Major world religions take varied positions on the morality of capital punishment. Religions are often based on a body of teachings, such as the Old Testament and the Qur'an, which contain many cases of criminals being executed.

Christian tradition from the New Testament have come to a range of conclusions about the permissibility and social value of capital punishment. While some hold that a strict reading of certain texts forbids executions, others point to various verses of the New Testament which seem to endorse the death penalty's use. Many read the Passion narratives in the Gospels as a condemnation of capital punishment because of the execution of Jesus, whom Christians regard as innocent and an example of executing the innocent.

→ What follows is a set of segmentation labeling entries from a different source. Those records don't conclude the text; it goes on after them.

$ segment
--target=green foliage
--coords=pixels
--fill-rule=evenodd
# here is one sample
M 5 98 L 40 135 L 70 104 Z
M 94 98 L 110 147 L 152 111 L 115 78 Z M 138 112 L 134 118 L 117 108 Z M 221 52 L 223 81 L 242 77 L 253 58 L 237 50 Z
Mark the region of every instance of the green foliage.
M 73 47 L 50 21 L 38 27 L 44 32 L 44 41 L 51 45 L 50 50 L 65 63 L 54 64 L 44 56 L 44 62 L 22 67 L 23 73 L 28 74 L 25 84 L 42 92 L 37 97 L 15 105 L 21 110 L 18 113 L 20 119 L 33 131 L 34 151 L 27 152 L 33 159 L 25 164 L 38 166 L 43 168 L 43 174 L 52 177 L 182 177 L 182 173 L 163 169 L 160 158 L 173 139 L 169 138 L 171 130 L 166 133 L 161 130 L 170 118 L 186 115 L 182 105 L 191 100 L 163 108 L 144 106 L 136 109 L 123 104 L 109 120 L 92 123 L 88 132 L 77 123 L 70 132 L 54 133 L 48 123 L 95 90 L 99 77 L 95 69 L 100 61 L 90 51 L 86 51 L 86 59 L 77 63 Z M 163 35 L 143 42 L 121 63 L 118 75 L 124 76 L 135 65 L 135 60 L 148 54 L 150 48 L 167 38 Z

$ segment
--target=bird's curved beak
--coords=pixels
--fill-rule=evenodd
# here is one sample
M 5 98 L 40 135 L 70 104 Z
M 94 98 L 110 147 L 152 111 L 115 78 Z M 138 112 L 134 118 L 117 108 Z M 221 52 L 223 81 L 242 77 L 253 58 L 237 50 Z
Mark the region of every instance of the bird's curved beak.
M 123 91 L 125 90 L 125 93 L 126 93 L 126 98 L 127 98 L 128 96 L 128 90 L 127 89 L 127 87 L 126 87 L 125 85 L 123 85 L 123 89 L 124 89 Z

Historically and traditionally, the Church has classed capital punishment as a form of "lawful slaying", a view defended by theological authorities such as Thomas Aquinas. (See also Aquinas on the death penalty). At various times in the past, the Church has held that, in certain cases, a legal system may be justified in levying a death sentence, such as in cases where the sentence may deter crime, may protect society from potential future acts of violence by an offender, may bring retribution for an offender's wrongful acts, and may even help the offender to move closer to reconciliation with God in the face of death. The 1566 Roman Catechism states this teaching thus:

Another kind of lawful slaying belongs to the civil authorities, to whom is entrusted power of life and death, by the legal and judicious exercise of which they punish the guilty and protect the innocent. The just use of this power, far from involving the crime of murder, is an act of paramount obedience to this Commandment which prohibits murder. The end of the Commandment is the preservation and security of human life. Now the punishments inflicted by the civil authority, which are the legitimate avengers of crime, naturally tend to this end, since they give security to life by repressing outrage and violence. Hence these words of David: In the morning I put to death all the wicked of the land, that I might cut off all the workers of iniquity from the city of the Lord.